In the meantime, plant-based alternatives to conventional seafood have hit grocery retail shelves in markets in North America and Europe. Cooperhouse says plant-based seafood has helped paved the way for cell-based products by preparing consumers for the possibility of eating alternatives to conventional fish.
Nevertheless, Cooperhouse believes cell-based will steal a march on the plant-based forerunners, citing a report last year by UK-based consultancy AT Kearney on the meat sector that forecasts cell-based products will account for 35% of global meat consumption by 2040 (with “novel vegan meat replacement” – those made with plant-based inputs – 25% and conventional meat 40%).

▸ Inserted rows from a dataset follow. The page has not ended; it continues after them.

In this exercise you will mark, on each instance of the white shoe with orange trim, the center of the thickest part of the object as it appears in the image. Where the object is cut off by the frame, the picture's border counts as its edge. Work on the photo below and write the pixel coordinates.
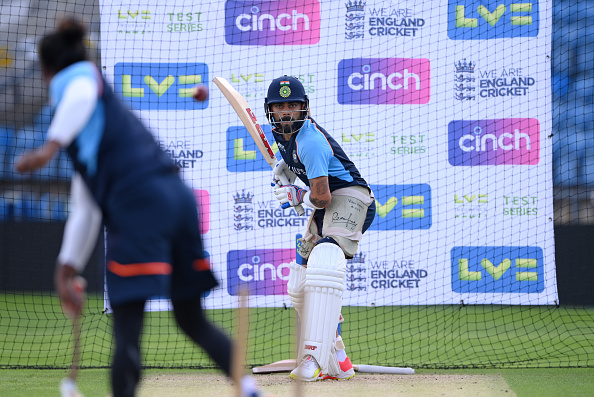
(346, 371)
(307, 371)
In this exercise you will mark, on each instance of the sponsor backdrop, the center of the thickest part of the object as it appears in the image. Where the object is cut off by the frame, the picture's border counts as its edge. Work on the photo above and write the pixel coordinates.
(444, 107)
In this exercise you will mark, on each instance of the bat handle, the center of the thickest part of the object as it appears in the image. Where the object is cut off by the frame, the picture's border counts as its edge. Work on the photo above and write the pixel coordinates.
(285, 181)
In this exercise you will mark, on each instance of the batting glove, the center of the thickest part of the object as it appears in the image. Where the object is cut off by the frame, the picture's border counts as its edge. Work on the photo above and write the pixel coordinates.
(290, 195)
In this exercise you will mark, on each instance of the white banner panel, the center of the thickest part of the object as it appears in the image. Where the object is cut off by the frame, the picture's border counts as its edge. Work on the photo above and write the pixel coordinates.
(444, 108)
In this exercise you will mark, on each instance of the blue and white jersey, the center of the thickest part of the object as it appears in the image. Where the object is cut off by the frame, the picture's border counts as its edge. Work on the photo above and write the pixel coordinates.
(114, 149)
(312, 153)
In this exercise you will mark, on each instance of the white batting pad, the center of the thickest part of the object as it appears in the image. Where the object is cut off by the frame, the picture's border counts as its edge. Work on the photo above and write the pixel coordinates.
(324, 284)
(296, 286)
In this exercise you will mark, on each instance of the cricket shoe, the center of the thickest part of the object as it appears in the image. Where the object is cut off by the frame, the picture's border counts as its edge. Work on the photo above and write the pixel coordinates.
(346, 371)
(307, 371)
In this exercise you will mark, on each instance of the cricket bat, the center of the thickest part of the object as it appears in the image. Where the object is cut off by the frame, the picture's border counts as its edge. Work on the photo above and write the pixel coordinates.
(289, 365)
(248, 118)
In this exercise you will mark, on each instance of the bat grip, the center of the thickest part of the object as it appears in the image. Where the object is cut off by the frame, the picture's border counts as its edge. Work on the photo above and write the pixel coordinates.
(285, 181)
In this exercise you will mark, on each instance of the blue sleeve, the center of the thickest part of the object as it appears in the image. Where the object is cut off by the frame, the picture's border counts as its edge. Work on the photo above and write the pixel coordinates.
(315, 154)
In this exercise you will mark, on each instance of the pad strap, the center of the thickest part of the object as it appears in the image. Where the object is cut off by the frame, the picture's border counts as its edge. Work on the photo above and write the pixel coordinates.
(296, 286)
(324, 284)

“Plant-based created a whole bunch of early adopters that are feeling comfortable substituting meat with plant-based products. Frankly, I think many of them will feel more comfortable with having a cell-based product as a way to reduce their consumption of conventional meat,” Cooperhouse argues.
“Our reality is we are conventional meat, just made differently outside the body, if you will, and it supports their goals for sustainability and to leave living animals where they were. We feel we can really leverage the tremendous adoption plant-based has had. If we were starting from scratch, it would be very challenging but the fact we’re on the heels of plant-based, it really makes this a much easier launch. They’re both going to be options for consumers. Some will like one, some will like the other, some will like conventional and, like many of us, we’ll bounce around from conventional to plant to cell and give them a chance.”
However, in again setting out the benefits cell-based seafood has over conventional products, Cooperhouse points to another advantage he believes BlueNalu’s type of fish has over plant-based fare.
“As [global] GDP increases, there’s more wealth, people eat more protein general. As the doctors recommend you go from red meat towards fish for health benefits, all we’re doing is exacerbating the potential challenge towards seafood supply. We just need another solution. We really position ourselves as the third leg on the stool: wild caught, farm raised and cell-based as another option for consumers.
“Obviously plant-based is an option for folks, too, but plant-based seafood will have more of a limited potential. It’ll be more towards the ground and form applications where we’re really focused on the fillet and the side of the plate applications.”
For all the jostling for share of stomach there could be between plant-based and cell-based seafood, those doing business in meat and seafood alternatives believe Covid-19 could be a tide that lifts all boats. Cooperhouse is another who sees the pandemic leading more consumers to question the entire food system and, within that, the sustainability of the supply chain for conventional seafood.
“Covid-19 really is a wake-up call our life on this planet is a bit vulnerable. One virus that happened in one place can affect the entire world. As a food industry person, I described the most vulnerable supply chain in my opinion in the food industry is seafood because it is coming from the wild and you cannot see it, you cannot predict what you’ll catch. They call it fishing, not catching, for a reason.”